The resonance wavelength for nanostars used in this study was out of the detected spectral bandwidth. The absorption spectrum of the nanostars is shown in Fig. 2. The UV-Vis-NIR absorption measurements were performed with a Shimadzu UV-2600 (Japan), and the samples were measured in polystyrene cuvettes (BrandTech, Fischer Scientific Ireland). The nanostars have an absorption peak at 1076 nm and a hydrodynamic size of 92 nm. The spectrum of the OCT system used ranged from 1180 nm and 1415 nm. Therefore, the signal from nanostars was weak. If the absorption peak of the nanostars is within the spectral bandwidth of the OCT system, it modifies the OCT signal, and such changes presumably could be detected even by conventional OCT [5456]. In our case, when the absorption peak is outside the OCT bandwidth, we do not have any changes (or very weak changes) in the OCT signal directly from the nanostars. However, the nsOCT detects structural deformations induced by the introduction of nanostars. The scattering properties are directly affected by nanostars internalised and packaged by cells into multiple endocytic vesicles. As shown by TEM (Fig. 5), the internalisation rate by MSCs of these chitosan nanostars is very high, resulting in nanostars compartmentalised into numerous endocytic vesicles inside the cell. Studies suggest that the complexity of the cells has increased after internalisation of the nanostars [57]. Consequently, the different concentrations of nanostars could modify the nanoscale structure, which can be detected by nsOCT, even if the absorption is not within the wavelength range of the illumination source. Since nsOCT detects the dominant periodicity of the structure followed by nanoparticle internalisation, it could provide additional sensitivity to concentration. We applied nsOCT to find the spatial period changes among MSC pellets with different nanostar concentrations. The changes detected are small but still significant.

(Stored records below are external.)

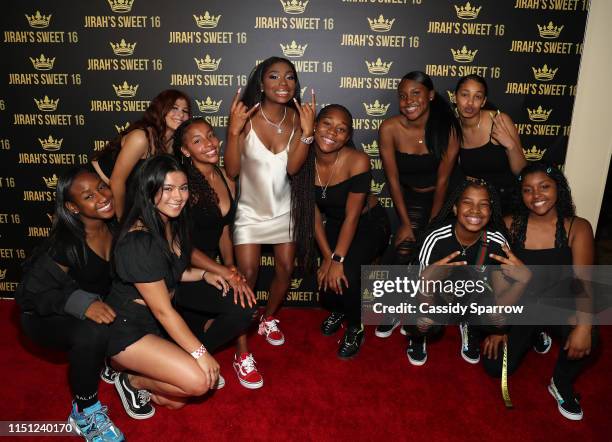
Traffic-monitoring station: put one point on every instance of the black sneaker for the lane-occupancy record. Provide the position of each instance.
(385, 330)
(542, 343)
(566, 402)
(332, 323)
(417, 350)
(137, 403)
(351, 342)
(470, 347)
(108, 373)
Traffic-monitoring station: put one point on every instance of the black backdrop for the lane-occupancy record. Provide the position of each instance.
(73, 73)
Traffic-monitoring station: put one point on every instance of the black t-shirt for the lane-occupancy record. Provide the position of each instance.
(138, 259)
(93, 276)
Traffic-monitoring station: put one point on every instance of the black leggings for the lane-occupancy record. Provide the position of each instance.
(370, 240)
(199, 301)
(520, 340)
(84, 340)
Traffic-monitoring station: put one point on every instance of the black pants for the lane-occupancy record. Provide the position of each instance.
(520, 340)
(370, 240)
(84, 340)
(199, 301)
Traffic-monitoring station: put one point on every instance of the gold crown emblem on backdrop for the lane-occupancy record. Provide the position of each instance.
(550, 31)
(51, 144)
(209, 106)
(376, 109)
(207, 64)
(294, 6)
(538, 114)
(125, 90)
(122, 128)
(544, 73)
(534, 154)
(378, 67)
(51, 182)
(375, 187)
(207, 21)
(371, 149)
(467, 11)
(123, 49)
(38, 20)
(42, 63)
(121, 6)
(464, 55)
(293, 49)
(46, 104)
(380, 24)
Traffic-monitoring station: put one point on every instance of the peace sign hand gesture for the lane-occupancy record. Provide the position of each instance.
(307, 112)
(512, 267)
(239, 114)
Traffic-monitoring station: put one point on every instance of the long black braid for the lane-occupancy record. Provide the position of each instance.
(564, 206)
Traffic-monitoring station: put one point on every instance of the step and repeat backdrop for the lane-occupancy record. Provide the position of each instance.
(75, 73)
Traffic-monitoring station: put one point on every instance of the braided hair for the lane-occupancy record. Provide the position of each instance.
(201, 194)
(564, 205)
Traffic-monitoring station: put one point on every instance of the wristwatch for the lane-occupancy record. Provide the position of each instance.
(337, 258)
(307, 140)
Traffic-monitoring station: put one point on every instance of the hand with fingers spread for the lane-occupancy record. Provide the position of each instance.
(307, 113)
(512, 267)
(239, 114)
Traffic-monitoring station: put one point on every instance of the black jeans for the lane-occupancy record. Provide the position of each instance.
(84, 340)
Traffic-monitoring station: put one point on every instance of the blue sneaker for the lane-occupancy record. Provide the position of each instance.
(94, 425)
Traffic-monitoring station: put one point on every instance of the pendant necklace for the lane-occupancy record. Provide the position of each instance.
(324, 191)
(278, 127)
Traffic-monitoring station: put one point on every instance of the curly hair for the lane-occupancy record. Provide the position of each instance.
(564, 205)
(201, 193)
(153, 123)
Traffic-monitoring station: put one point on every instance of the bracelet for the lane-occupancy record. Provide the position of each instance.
(201, 351)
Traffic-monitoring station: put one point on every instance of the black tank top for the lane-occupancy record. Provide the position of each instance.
(416, 170)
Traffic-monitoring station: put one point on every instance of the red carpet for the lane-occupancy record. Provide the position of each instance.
(309, 394)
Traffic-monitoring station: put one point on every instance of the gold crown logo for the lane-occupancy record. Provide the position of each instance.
(534, 154)
(38, 20)
(46, 104)
(467, 11)
(538, 114)
(125, 90)
(376, 188)
(550, 31)
(122, 48)
(294, 6)
(381, 24)
(293, 50)
(371, 149)
(378, 67)
(544, 73)
(296, 283)
(464, 55)
(207, 64)
(51, 182)
(207, 21)
(51, 144)
(121, 6)
(376, 109)
(42, 63)
(122, 128)
(209, 106)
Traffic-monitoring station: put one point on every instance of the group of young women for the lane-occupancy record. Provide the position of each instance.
(155, 250)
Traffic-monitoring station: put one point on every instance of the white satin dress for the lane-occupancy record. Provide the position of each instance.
(263, 213)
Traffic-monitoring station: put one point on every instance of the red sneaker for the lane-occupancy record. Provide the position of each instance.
(268, 327)
(246, 371)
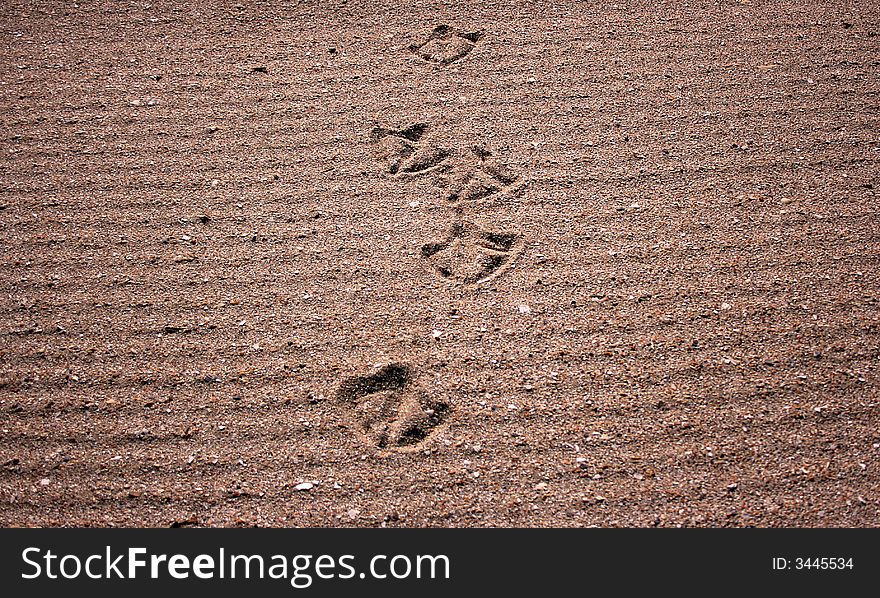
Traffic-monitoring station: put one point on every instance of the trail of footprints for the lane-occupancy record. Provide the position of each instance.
(387, 408)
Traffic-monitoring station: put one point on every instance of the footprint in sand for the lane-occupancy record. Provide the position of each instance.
(389, 411)
(404, 152)
(446, 45)
(470, 255)
(480, 178)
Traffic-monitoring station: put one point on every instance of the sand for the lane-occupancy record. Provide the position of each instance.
(439, 264)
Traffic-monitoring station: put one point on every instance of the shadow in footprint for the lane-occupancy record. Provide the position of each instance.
(481, 179)
(388, 411)
(402, 152)
(446, 45)
(470, 255)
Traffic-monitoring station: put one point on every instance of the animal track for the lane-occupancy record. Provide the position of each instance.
(470, 255)
(402, 152)
(388, 411)
(482, 177)
(446, 45)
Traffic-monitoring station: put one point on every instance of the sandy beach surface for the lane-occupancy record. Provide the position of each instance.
(452, 264)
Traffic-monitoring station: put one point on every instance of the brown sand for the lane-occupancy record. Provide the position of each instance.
(580, 265)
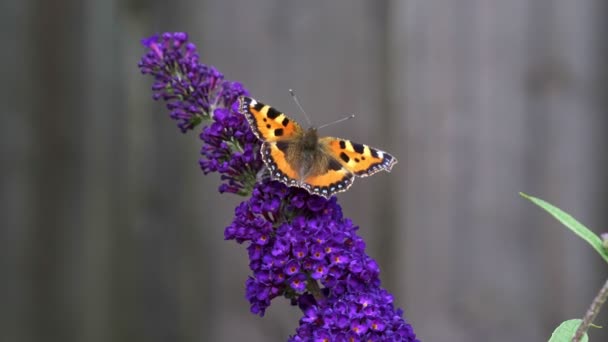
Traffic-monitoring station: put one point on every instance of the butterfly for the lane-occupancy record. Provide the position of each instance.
(299, 157)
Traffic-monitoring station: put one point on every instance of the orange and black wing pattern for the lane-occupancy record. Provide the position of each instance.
(267, 123)
(335, 179)
(362, 160)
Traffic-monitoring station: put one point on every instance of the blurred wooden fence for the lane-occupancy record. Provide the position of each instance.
(111, 233)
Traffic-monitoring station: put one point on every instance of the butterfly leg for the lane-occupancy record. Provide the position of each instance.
(263, 174)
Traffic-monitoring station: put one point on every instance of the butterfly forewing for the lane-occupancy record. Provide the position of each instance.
(362, 160)
(267, 123)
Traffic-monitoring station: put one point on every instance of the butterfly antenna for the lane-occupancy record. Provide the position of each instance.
(295, 99)
(337, 121)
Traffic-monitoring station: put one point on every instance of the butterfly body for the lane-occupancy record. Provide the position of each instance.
(298, 157)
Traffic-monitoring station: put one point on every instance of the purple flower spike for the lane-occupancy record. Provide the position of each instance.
(197, 93)
(299, 245)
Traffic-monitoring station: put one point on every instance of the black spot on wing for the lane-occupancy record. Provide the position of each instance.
(358, 148)
(258, 106)
(374, 152)
(334, 165)
(273, 113)
(344, 157)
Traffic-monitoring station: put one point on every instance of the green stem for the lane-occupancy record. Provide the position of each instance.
(592, 312)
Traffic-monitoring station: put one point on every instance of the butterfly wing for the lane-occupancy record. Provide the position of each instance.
(362, 160)
(267, 123)
(277, 133)
(333, 178)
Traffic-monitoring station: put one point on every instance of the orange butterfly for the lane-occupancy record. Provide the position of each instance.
(298, 157)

We used three experimental groups (section 2.1) to evaluate the capacity of the nsOCT technique to detect MSCs labelled with different concentrations of nanostars. Experimental groups 1 and 2 were used to assess the potential variability between the pellets and reproducibility in different cell cultures, respectively. To form the box plots, we acquired 3-dimensional OCT images from each sample with 500 pixels in each lateral direction. From these 3-D volumes, we formed en face images at every slice along the depth. From these en face images, we then calculated the mean spatial period corresponding to that depth. The mean spatial period values from all the depths were assembled to constitute the box plot for each sample. Please note that for all the box plots presented in this manuscript, the horizontal line within the yellow box represents the median value in the box plots. The horizontal lines above and below the median value represent the upper and lower quartiles, respectively. The small horizontal lines above and below the box represent the upper and lower extremities, respectively. Each vertical solid line connecting either the upper or lower quartiles to the upper or lower extreme values represents 25% of the data points. Similarly, the rectangles above and below the median value account for 25% of the data points. The results from experimental group 1, which consisted of three samples each for control, 100 pM nanostar concentration and 400 pM nanostar concentration, are presented in Fig. 3(a). In Fig. 3(a), the box plot for each group consists of mean spatial periods from three duplicate samples from the same donor. Figure 3(b) shows results from the nsOCT analysis on experimental group 2. Experimental group 2 consists of unlabelled MSCs, MSCs labelled with 100 pM concentration of nanostars and MSCs labelled with 400 pM concentration of nanostars, cultured in a sodium alginate matrix. We used only one sample for each group. Figures 3(c) and 3(d) show representative conventional OCT and nsOCT images, respectively from experimental group 1. The darker shades in the OCT images are due to weak signal. From the nsOCT images, we can observe that the higher spatial periods become more dominant as the nanostar concentration increases. The mean spatial periods calculated from the en face images are mentioned below respective images.

 figure: Fig. 2.

Fig. 2. The absorption spectrum of the nanostars used to label the stem cells in this study. The nanostars have an absorption peak of 1076 nm and a hydrodynamic size of 92 nm. The spectral bandwidth of the OCT system used was between 1180 nm and 1415 nm.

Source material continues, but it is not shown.